A better bet may be to return to the workforce to give yourself something to do with your days, especially if you're more than physically capable of holding down a job.

3. Your health is declining

Many seniors find that as they age, their health starts to deteriorate. But if your health is declining because you're mostly sedentary and have few excuses to get out of the house, then returning to work could be just the thing to stop that dangerous progression. Between commuting and staying busy in an office, you may find that once you go back to work, you're suddenly getting exercise, losing weight, and generally feeling better. In fact, some studies show that working longer can actually lead to a longer life.

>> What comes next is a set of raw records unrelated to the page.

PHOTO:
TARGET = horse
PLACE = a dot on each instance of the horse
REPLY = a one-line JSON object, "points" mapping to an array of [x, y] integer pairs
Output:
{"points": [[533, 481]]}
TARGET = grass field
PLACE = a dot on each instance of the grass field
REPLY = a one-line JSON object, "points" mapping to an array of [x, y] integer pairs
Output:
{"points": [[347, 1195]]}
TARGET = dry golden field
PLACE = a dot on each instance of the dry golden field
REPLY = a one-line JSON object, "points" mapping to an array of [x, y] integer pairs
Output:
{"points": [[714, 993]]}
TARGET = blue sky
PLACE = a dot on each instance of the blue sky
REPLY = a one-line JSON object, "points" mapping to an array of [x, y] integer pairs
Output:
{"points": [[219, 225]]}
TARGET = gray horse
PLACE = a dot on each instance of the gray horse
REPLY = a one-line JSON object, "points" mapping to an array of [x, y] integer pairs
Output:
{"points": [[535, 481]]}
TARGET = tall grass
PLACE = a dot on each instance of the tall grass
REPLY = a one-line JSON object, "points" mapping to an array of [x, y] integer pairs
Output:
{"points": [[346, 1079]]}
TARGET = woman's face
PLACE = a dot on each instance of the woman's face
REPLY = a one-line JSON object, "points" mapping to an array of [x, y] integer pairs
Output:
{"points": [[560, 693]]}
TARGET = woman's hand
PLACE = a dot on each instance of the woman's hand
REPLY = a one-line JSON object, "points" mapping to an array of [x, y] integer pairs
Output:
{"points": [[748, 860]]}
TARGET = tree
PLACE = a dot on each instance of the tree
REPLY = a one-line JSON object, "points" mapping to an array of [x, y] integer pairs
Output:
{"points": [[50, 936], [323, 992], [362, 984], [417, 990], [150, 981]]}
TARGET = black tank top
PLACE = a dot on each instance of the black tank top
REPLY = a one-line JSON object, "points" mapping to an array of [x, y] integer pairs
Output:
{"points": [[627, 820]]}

Many seniors retire at the wrong time and regret it after the fact. If you're having financial issues in retirement, aren't enjoying it as much as you expected to, or are risking your health due to not having anywhere to be on a daily basis, then resuming your career could be the best choice for you.

If you do decide to un-retire and you've been on Social Security for less than a year, you also have the option to undo your benefits and claim them again at a later point in time. Doing so could allow you to lock in a higher monthly benefit, which may, in turn, help you not only avoid money-related struggles, but buy you the freedom to do more with your newfound free time.